A conductor lies along the z-axis at $- 1.5m \leqslant x \leqslant 1.5m$ and carries a fixed current of $10.0A$ in $- {\hat a_z}$ direction (see figure). For a field $\vec B = 3.0 \times {10^{ - 4}}{e^{ - 0.2x}}{\hat a_z}T$ , the power required to move the conductor at constant speed to $x = 2.0m$ and $y = 0m$ in $5 \times {10^{ - 3}}s$ is (Assume parallel motion along the x-axis)

(A) $14.85W$
(B) $29.7W$
(C) $1.57W$
(D) $2.97W$

Answer 1

Hint The power required is given by the work done per unit time. This value will be the work done will be the integration of the force along the x-axis from 0 to 2 meters. So using that value of the work done and the given value of time, we can calculate the power.

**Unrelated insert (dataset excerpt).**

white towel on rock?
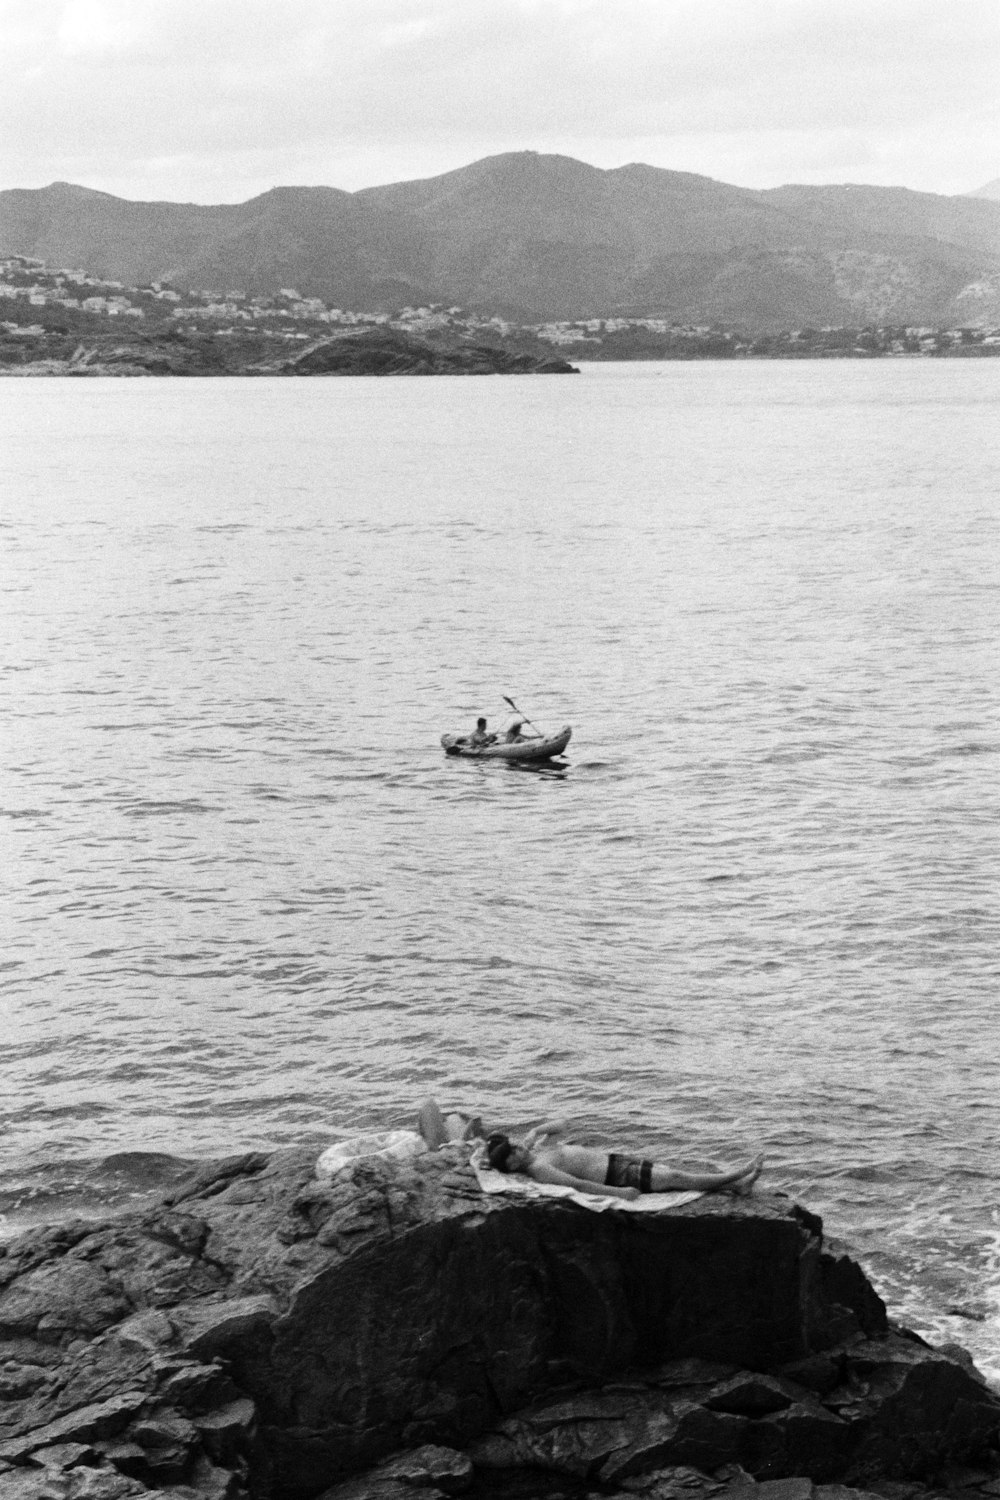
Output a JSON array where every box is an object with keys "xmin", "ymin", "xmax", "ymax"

Formula Used: In this solution we will be using the following formula,
$\Rightarrow \vec F = I\vec Bl$
where $F$ is the force, $I$ is the current, $B$ is the magnetic field and $l$ is the length of the conductor.
$\Rightarrow W = \int {Fdx}$
Where $W$ is the work done and $x$ is displacement
$\Rightarrow P = \dfrac{W}{t}$ where $P$ is the power and $t$ is the time.

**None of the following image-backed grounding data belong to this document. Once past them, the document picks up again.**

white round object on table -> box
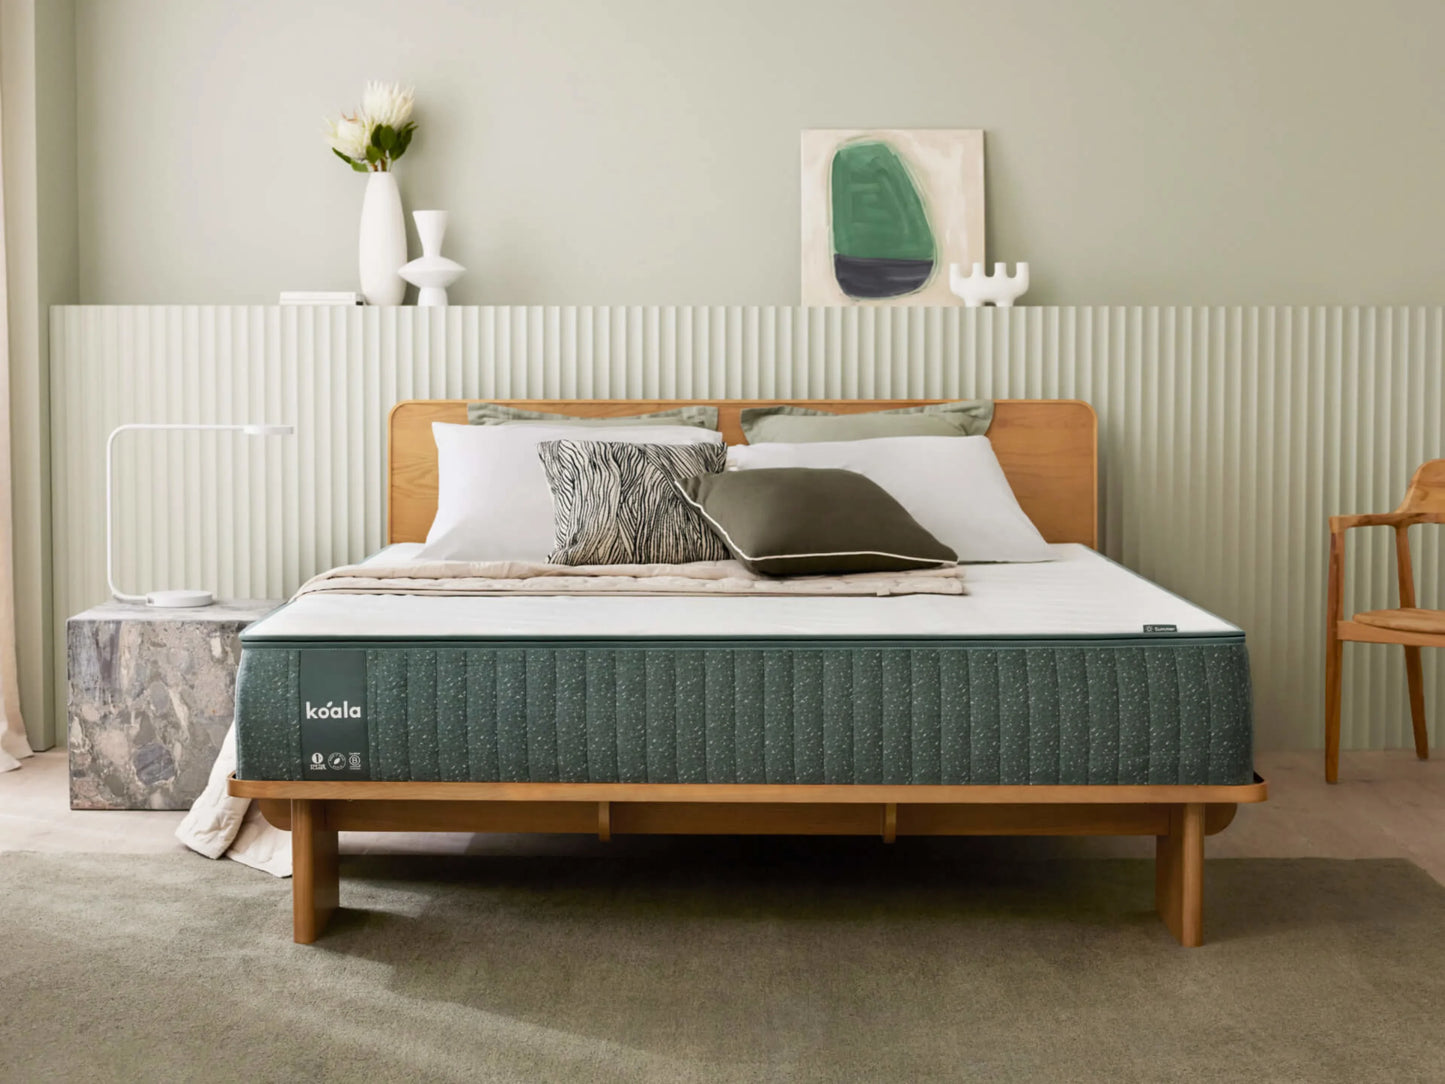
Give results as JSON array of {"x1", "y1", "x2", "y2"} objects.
[{"x1": 145, "y1": 589, "x2": 215, "y2": 609}]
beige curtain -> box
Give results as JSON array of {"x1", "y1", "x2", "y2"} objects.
[{"x1": 0, "y1": 84, "x2": 32, "y2": 773}]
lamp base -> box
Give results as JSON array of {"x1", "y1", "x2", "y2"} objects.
[{"x1": 145, "y1": 589, "x2": 215, "y2": 609}]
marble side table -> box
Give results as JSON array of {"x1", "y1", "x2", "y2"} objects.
[{"x1": 68, "y1": 598, "x2": 282, "y2": 810}]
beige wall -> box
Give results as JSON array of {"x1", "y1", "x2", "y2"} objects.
[{"x1": 75, "y1": 0, "x2": 1445, "y2": 307}]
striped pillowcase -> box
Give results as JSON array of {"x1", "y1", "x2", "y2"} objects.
[{"x1": 537, "y1": 440, "x2": 729, "y2": 565}]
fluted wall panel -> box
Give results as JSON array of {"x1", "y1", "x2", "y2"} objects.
[{"x1": 51, "y1": 305, "x2": 1445, "y2": 751}]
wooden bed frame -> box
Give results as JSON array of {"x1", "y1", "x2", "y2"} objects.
[{"x1": 229, "y1": 398, "x2": 1266, "y2": 946}]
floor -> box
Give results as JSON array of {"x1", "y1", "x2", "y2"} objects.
[{"x1": 3, "y1": 748, "x2": 1444, "y2": 881}]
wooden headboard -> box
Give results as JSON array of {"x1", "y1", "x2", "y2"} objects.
[{"x1": 387, "y1": 399, "x2": 1099, "y2": 547}]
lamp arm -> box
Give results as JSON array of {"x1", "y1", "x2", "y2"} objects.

Complete step by step answer
In the problem we are given that a current carrying conductor is placed in a magnetic field then it experiences a force on it. This force is given by the formula, $\vec F = I\vec Bl$ . In the question we are given $I = 10.0A$ , $\vec B = 3.0 \times {10^{ - 4}}{e^{ - 0.2x}}{\hat a_z}T$ and $l = 1.5 - \left( { - 1.5} \right)$ . So the length is $l = 3m$ .So substituting the values we get,
$\Rightarrow \vec F = 10 \times 3 \times 3.0 \times {10^{ - 4}}{e^{ - 0.2x}}{\hat a_z}$
So calculating we get,
$\Rightarrow \vec F = 9 \times {10^{ - 3}}{e^{ - 0.2x}}{\hat a_z}$
Now the work done is given by the formula, $W = \int {Fdx}$
Here the limit is from 0 to 2.
So substituting we get,
$\Rightarrow W = \int\limits_0^2 {9 \times {{10}^{ - 3}}{e^{ - 0.2x}}{{\hat a}_z}dx}$
On integrating we get,
$\Rightarrow W = \dfrac{{9 \times {{10}^{ - 3}}}}{{\left( { - 0.2} \right)}}\left. {{e^{ - 0.2x}}} \right|_0^2$
Substituting the values we get,
$\Rightarrow W = - \dfrac{{9 \times {{10}^{ - 3}}}}{{0.2}}\left( {{e^{ - 0.2 \times 2}} - {e^0}} \right)$
So calculating we get,
$\Rightarrow W = - 0.045\left( {{e^{ - 0.4}} - 1} \right)$
So we get the work done as,
$\Rightarrow W = 0.0148J$
Therefore now we can calculate the power as,
$\Rightarrow P = \dfrac{W}{t}$ . Substituting $W = 0.0148J$ and $t = 5 \times {10^{ - 3}}s$ we get,
$\Rightarrow P = \dfrac{{0.0148}}{{5 \times {{10}^{ - 3}}}}W$
So we get,
$\Rightarrow P = 2.97W$
Hence the correct answer is option D.

Note
When a current carrying conductor is placed in a magnetic field, then it experiences force acting on it. The direction of the force exerted on the will be given by the right hand rule. If the direction of the magnetic field and the current is perpendicular to each other then the force will be perpendicular to both.